An all-revival ballet season -- almost!
| New York
The New York City Ballet has such a big and rich repertory by George Balanchine and Jerome Robbins that it can sustain its long seasons at the New York State Theater without having to resort to premieres. Watching Peter Martins restore nobility and coherence to Balanchine's truncated version of "Apollo," or discovering young male talents in Robbins's newly condensed "Suite of Dances" from "Dybbuk Variations" is novelty enough.
On the other hand, Balanchine's fecundity has always been the company's basic spur toward excellence and a basic source of delight for everyone.
Atypically, no new Balanchine ballets had been planned for the current season , which runs until Feb. 17. Typically, plans change. At a benefit performance for the School of American Ballet, the official academy of the City Ballet, Balanchine's "Walpurgis Nacht Ballet" from Gounod's opera "Faust" was premiered in New York, having been originally created for the Paris Opera in 1975. A delicious surprise addition, the ballet itself contains a delicious surprise.

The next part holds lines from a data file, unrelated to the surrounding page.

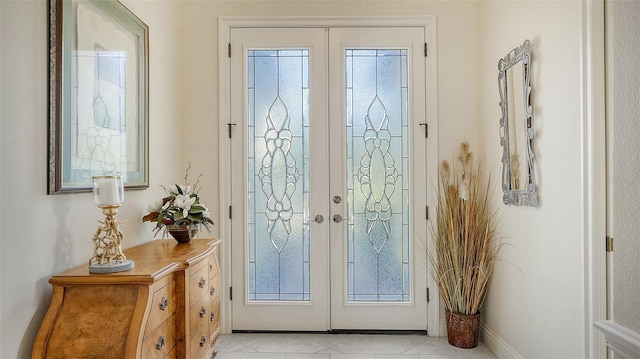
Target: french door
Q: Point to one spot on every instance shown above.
(329, 179)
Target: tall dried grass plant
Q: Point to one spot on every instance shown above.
(466, 243)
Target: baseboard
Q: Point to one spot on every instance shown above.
(622, 340)
(498, 346)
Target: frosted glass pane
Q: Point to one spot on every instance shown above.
(278, 175)
(378, 243)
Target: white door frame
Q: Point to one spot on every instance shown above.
(594, 174)
(224, 64)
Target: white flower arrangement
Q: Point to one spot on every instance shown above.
(181, 206)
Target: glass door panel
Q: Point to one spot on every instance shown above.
(278, 174)
(378, 275)
(279, 257)
(378, 256)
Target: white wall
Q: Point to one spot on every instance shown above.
(535, 308)
(42, 234)
(623, 92)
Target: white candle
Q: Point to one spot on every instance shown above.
(109, 191)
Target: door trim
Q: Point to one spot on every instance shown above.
(225, 24)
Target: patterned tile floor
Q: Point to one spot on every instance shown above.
(342, 346)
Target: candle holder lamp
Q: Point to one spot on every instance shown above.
(108, 193)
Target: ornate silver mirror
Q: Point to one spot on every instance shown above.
(516, 132)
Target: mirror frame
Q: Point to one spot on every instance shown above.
(527, 196)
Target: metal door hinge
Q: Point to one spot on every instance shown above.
(230, 125)
(426, 129)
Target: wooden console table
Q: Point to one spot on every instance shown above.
(166, 307)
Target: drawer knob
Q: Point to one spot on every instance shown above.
(164, 303)
(160, 343)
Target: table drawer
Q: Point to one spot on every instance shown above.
(199, 316)
(161, 342)
(198, 283)
(214, 267)
(163, 305)
(199, 344)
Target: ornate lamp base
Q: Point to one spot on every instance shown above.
(111, 267)
(107, 254)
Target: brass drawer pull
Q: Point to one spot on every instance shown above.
(164, 303)
(160, 343)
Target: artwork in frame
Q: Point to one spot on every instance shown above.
(98, 95)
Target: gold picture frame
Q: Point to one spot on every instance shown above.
(98, 95)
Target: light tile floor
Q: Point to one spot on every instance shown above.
(342, 346)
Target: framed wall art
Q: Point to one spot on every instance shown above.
(98, 95)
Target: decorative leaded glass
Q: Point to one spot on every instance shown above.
(278, 175)
(378, 256)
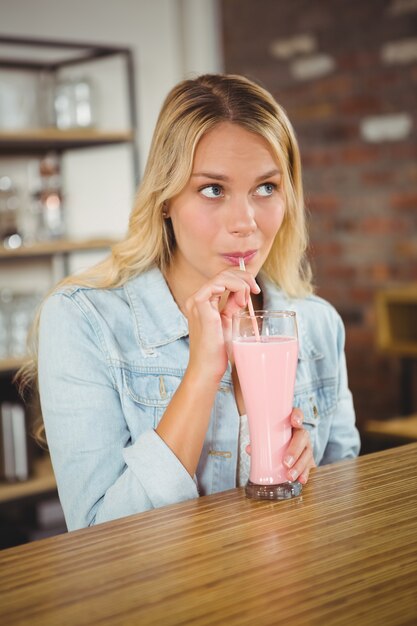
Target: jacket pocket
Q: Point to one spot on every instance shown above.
(149, 393)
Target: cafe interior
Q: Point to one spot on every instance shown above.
(81, 86)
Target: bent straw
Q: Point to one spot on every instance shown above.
(250, 305)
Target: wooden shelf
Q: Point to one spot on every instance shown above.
(56, 246)
(398, 427)
(396, 310)
(43, 139)
(42, 481)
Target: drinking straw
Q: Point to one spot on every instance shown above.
(250, 305)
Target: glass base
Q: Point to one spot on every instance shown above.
(284, 491)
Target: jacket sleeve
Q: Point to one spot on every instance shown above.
(101, 474)
(344, 440)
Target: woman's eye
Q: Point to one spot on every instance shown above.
(212, 191)
(266, 189)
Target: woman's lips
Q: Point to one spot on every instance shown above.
(233, 257)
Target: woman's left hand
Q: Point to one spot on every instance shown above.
(299, 456)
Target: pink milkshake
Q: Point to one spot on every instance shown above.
(266, 366)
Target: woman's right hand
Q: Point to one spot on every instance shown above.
(209, 312)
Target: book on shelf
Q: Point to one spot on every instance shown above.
(14, 461)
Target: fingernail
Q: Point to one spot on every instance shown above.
(289, 460)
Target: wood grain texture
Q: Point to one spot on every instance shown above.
(345, 552)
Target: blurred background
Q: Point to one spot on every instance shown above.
(76, 120)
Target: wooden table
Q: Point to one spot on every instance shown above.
(345, 552)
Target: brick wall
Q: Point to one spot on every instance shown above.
(346, 72)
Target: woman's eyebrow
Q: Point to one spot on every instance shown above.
(214, 176)
(269, 174)
(211, 175)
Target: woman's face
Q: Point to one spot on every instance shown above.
(232, 206)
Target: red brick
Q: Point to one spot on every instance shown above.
(322, 203)
(381, 225)
(360, 105)
(358, 154)
(404, 201)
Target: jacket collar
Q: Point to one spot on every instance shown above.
(159, 321)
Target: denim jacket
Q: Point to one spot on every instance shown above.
(109, 363)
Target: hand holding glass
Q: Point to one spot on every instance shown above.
(265, 349)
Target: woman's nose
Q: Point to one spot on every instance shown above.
(241, 218)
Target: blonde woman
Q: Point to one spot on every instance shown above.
(140, 403)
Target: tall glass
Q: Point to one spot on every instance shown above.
(265, 349)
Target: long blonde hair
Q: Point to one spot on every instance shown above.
(191, 109)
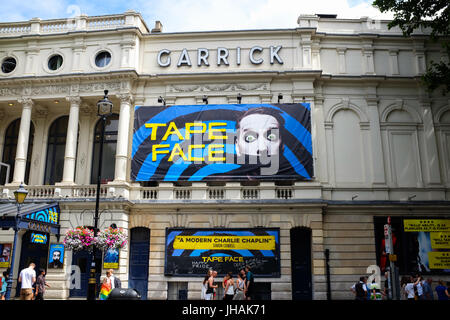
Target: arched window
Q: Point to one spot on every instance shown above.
(10, 148)
(56, 147)
(109, 149)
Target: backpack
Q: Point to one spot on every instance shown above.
(360, 292)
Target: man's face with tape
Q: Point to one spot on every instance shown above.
(258, 135)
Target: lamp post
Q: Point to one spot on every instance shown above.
(20, 195)
(104, 109)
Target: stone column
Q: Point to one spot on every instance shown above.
(71, 141)
(22, 141)
(431, 154)
(120, 173)
(378, 170)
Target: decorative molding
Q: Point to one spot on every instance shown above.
(220, 87)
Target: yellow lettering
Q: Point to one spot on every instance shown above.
(154, 127)
(172, 129)
(211, 130)
(195, 146)
(211, 152)
(189, 125)
(155, 152)
(177, 151)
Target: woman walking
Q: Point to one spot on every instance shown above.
(229, 287)
(240, 286)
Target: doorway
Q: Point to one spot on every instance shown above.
(301, 263)
(83, 259)
(139, 260)
(34, 249)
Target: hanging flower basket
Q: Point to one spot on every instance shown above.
(111, 238)
(80, 238)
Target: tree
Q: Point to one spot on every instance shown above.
(433, 14)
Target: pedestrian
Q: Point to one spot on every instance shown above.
(240, 286)
(205, 284)
(4, 285)
(409, 289)
(27, 278)
(403, 283)
(229, 287)
(106, 286)
(442, 291)
(418, 288)
(249, 284)
(427, 289)
(209, 294)
(359, 289)
(40, 285)
(115, 282)
(375, 291)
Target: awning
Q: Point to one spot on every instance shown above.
(41, 217)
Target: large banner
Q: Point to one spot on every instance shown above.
(191, 252)
(222, 142)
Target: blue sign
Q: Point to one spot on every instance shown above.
(48, 215)
(38, 238)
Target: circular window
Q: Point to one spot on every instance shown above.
(8, 65)
(102, 59)
(55, 62)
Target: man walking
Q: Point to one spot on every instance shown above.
(360, 289)
(115, 282)
(40, 285)
(27, 278)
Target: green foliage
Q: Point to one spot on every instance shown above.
(430, 14)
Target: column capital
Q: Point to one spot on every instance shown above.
(125, 97)
(74, 100)
(26, 101)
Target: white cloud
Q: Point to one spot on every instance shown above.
(196, 15)
(208, 15)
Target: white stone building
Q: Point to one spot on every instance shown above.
(381, 142)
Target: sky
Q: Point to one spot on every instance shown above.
(195, 15)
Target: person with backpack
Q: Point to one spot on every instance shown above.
(359, 289)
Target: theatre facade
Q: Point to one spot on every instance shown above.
(337, 102)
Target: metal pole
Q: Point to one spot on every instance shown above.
(327, 261)
(11, 266)
(92, 285)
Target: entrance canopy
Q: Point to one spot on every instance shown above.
(41, 217)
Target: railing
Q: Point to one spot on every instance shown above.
(182, 193)
(170, 192)
(78, 23)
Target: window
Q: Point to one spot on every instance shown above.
(8, 65)
(56, 147)
(102, 59)
(10, 148)
(55, 62)
(109, 149)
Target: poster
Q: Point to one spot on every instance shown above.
(222, 142)
(432, 238)
(5, 257)
(191, 252)
(111, 259)
(56, 256)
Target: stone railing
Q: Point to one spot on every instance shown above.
(37, 26)
(170, 192)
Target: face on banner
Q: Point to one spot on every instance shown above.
(56, 256)
(226, 142)
(192, 252)
(5, 254)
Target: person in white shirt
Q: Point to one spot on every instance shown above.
(409, 289)
(27, 278)
(115, 282)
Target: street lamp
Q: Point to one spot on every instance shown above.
(20, 195)
(104, 110)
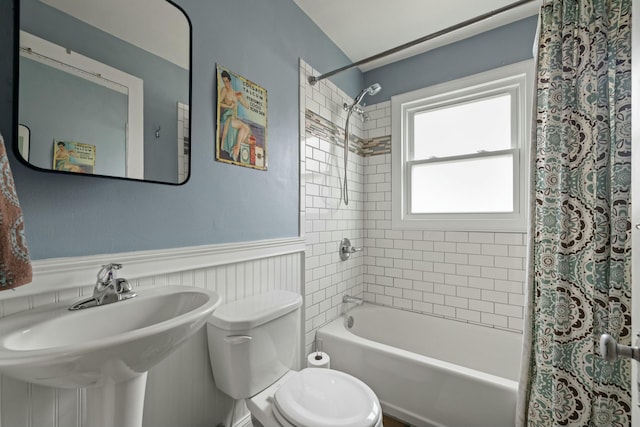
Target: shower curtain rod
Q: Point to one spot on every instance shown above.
(313, 79)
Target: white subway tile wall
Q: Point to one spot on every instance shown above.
(184, 142)
(468, 276)
(325, 217)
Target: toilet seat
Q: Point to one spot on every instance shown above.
(325, 398)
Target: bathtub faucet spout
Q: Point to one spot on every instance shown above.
(353, 300)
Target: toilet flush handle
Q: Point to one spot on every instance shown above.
(237, 339)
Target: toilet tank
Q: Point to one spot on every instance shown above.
(254, 341)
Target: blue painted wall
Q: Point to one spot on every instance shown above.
(259, 39)
(502, 46)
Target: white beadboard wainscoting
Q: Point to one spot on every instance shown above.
(180, 390)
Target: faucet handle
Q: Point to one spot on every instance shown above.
(108, 272)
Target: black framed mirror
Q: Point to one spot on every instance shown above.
(105, 88)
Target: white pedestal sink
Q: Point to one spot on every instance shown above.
(106, 349)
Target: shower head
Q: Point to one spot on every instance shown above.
(371, 90)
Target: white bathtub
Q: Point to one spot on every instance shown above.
(426, 370)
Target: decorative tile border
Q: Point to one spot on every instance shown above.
(320, 127)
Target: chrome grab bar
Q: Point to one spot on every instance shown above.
(610, 349)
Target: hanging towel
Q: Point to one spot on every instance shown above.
(15, 264)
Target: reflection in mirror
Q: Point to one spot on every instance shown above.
(101, 94)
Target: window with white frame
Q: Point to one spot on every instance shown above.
(460, 153)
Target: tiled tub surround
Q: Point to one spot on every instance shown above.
(474, 277)
(324, 217)
(180, 390)
(467, 276)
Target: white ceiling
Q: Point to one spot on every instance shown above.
(363, 28)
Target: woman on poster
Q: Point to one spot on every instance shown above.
(234, 130)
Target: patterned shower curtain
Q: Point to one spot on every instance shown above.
(580, 247)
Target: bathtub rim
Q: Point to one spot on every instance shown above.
(338, 328)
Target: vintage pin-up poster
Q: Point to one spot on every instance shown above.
(70, 156)
(241, 135)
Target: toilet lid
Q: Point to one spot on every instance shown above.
(324, 397)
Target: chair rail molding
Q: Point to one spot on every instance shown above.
(57, 274)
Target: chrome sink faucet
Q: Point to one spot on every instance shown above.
(108, 289)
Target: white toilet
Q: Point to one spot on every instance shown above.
(253, 346)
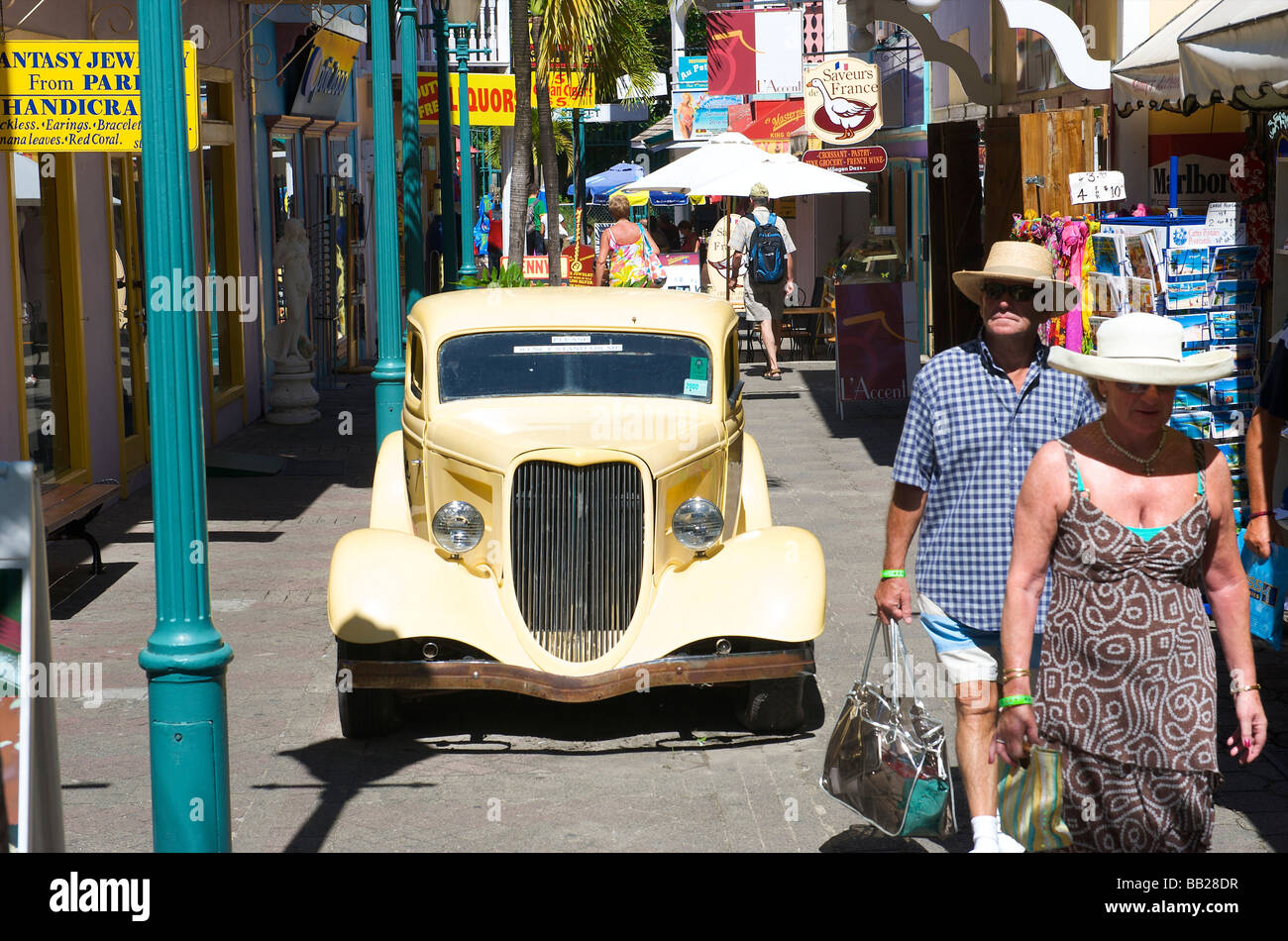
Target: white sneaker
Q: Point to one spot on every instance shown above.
(1008, 843)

The"Walpurgis Nacht" scene was made famous by the Bolshoi Ballet for its almost campy scenes with playful satyrs, maidens, and a naughty Pan. But Balanchine decided to clear the air by listening to Gounod with clean ears. When you come right down to it, the music is actually delicate, gracious, and really quite ladylike. And so Balanchine has made a simple, dignified pageant of dances in pure classical style. In the finale the girls come rushing on with hair flying, but that's about it for local color. The rest is b-a-l-l-e-t.
In all probability, Balanchine proceeded in utter seriousness, for the music certainly bears out his formal approach. Yet all those familiar with stock "Walpurgis Nacht" goings-on will be amused, if not delighted, by the ballet's deadpan refutation of past models.
This "Walpurgis Nacht" consists of noble adagios for Suzanne Farrell and Adam Luders and solos for her and Heather Watts in which largesse and piquancy are ingeniously combined within the same phrases. While the leads are playfully heroic, the corps is plain playful. It's amazing how Balanchine can create a world of Pans simply by contracting the scope of one common step, the pas de chat. Well, that's the methodolody of classicists, and Balanchine is the supreme example.
The benefit night also revealed a classicist in the making -- Peter Martins. His "Eight Easy Pieces" proves that imaginative, complex choreography can cut through a potentially cute situation. The Stravinsky score for two pianos, played for this occasion by Arthur Gold and Robert Fizdale, can easily be trivialized into arch naivete. Furthermore, Martins cast his ballet for the tiny girls in this show. How adorable can you get?
Yet because Martins rests his case on the innate dignity and sophistication of classical technique, "Eight Easy Pieces" is spicy rather than saccharine. The syncopations are invigorating; Russian peasant flavorings are delicately handled; and the punch lines have punch. The troika of dancers -- Susan Gluck, Roma Sosenko, and Stacy Caddell - could become spokeswomen for short-women's lib. Their sharp, proud bearing testified that short is not small.